Dr. Saw Tiong Guan is Senior Lecturer at the Faculty of Law, University of Malaya. His doctoral dissertation from the University of Melbourne is entitled The Final Cut: Film Censorship in Malaysia, Hong Kong and Australia. A keen lover of film since a young age (he worked in a video store while still in high school in the 1990s) Tiong Guan is also a filmmaker. In 2007 he wrote and directed his first film entitled G16 G17, a short film about a boy’s struggles to organize a screening in an abandoned dilapidated cinema for his ailing mother. In 2013, he produced and directed Past Present, a documentary film exploring Tsai Ming-Liang’s journey through film, both as a film-goer and maker, tracing Tsai’s philosophy as a director to his childhood memories. In 2016, Tiong Guan directed Wind with cinematographer Christopher Doyle.
Tan Pin Pin
Producer / Director – Singapore
“Banning To Singapore, with Love: the Aftermath”
Director Tan Pin Pin is Singapore’s foremost documentary director. She chronicles and questions the gaps in history, memory and documentation. Her films study the process of self-examination itself, rendering its complexities with emotional power and visual clarity. They have screened at the leading festivals including the Berlinale, Hot Docs, Busan, Cinéma du Réel, Visions du Réel, SXSW and at the Flaherty Seminar.

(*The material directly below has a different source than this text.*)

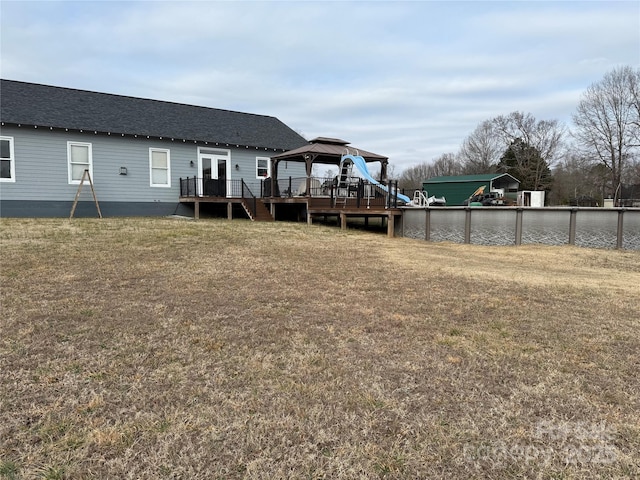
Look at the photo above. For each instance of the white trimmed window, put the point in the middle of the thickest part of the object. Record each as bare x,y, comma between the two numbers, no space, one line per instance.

The Singaporean director has won or been nominated for more than 20 awards, most recently for her 2013 feature To Singapore, with Love (banned in Singapore) from Dubai International Film Festival. Previously, Invisible City (2007) won the Scam International Award at Cinéma du Réel. Singapore GaGa (2005) was voted Best Film, 2006, by Singapore’s The Straits Times. In Time to Come (2017) is her latest feature documentary, it currently being released in Singapore, as well as screening at festivals.

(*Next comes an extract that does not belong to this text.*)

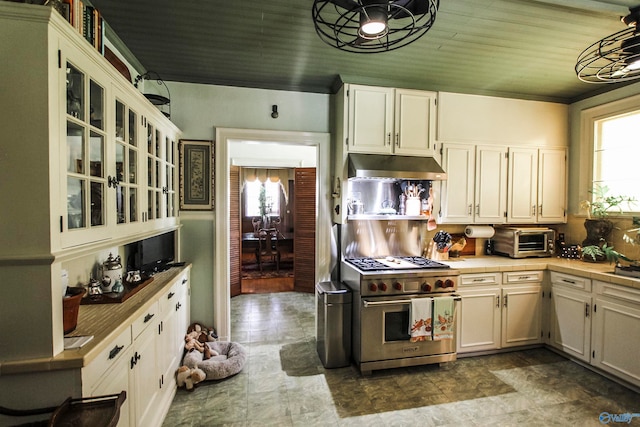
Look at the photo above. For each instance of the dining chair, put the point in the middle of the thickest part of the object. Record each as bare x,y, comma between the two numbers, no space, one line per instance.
255,221
268,247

Filmmaker and Co-founder of Wathann Film Festival – Myanmar
“Censorship law & contemporary filmmaking in Myanmar”
Thaiddhi is a freelance filmmaker working on both documentary and fiction films, and has completed projects for local and international NGOs in locations all over Myanmar. His directorial debut Awake won the FAMU International Film award in 2009. Thu Thu Shein, Director of Wathann Film Festival is a graduate of the Myanmar National University of Arts and Culture’s Cinema and Drama program. On the film scene since 2005, her directorial debut A Million Threads won the Heinrich Boell Foundation Documentary Award in 2007. She has worked as either director or cinematographer on a number of productions. Thaiddhi and Thu Thu Shein run Third Floor Productions, which provides production services to local and international organizations and supports the development of independent filmmakers.

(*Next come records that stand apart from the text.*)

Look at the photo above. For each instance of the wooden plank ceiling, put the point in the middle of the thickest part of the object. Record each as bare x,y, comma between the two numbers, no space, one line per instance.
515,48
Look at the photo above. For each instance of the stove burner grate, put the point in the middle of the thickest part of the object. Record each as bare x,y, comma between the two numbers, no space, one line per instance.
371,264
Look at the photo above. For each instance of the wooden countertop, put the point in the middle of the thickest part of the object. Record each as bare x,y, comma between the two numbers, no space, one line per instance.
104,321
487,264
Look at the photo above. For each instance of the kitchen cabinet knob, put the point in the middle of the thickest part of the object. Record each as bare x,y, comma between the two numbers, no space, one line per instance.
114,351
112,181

Thaiddhi and Thu Thu Shein co-founded the Wathann film Festival in 2010, and since then it has become one of the principle Myanmar organizations to support film education and media development in Myanmar. The first festival to promote independent film production in Myanmar, its educational program and workshops intend to train a new generation of Myanmar filmmakers in the diverse professions of the film industry.
Paul D. Grant
Professor of Film Studies at University of San Carlos – Philippines
Dr. Paul Grant teaches graduate cinema studies at the University of San Carlos, co-chairs the School of Architecture Fine Arts and Design Research Committee and is vice-president of CAMIRA (Cinema and Moving Image Research Assembly). He is the author of “Cinéma Militant: Political Filmmaking and May 1968,” co-author of “Lilas: An Illustrated History of the Golden Ages of Cebuano Cinema,” editor in chief of Sinekultura Film Journal, and editor at La Furia Umana journal. He has translated work by French film critic Serge Daney and Film theoretician Jean-Louis Schefer, and his writing has appeared in, among others, La Furia Umana, Situations: Project of the Radical Imagination, Film International, Philippine Quarterly of Culture and Society and Senses of Cinema. He is currently editing a collection of writing on Visayan cinema by the late D.M. Estabaya and a monograph on Philippine regional cinemas.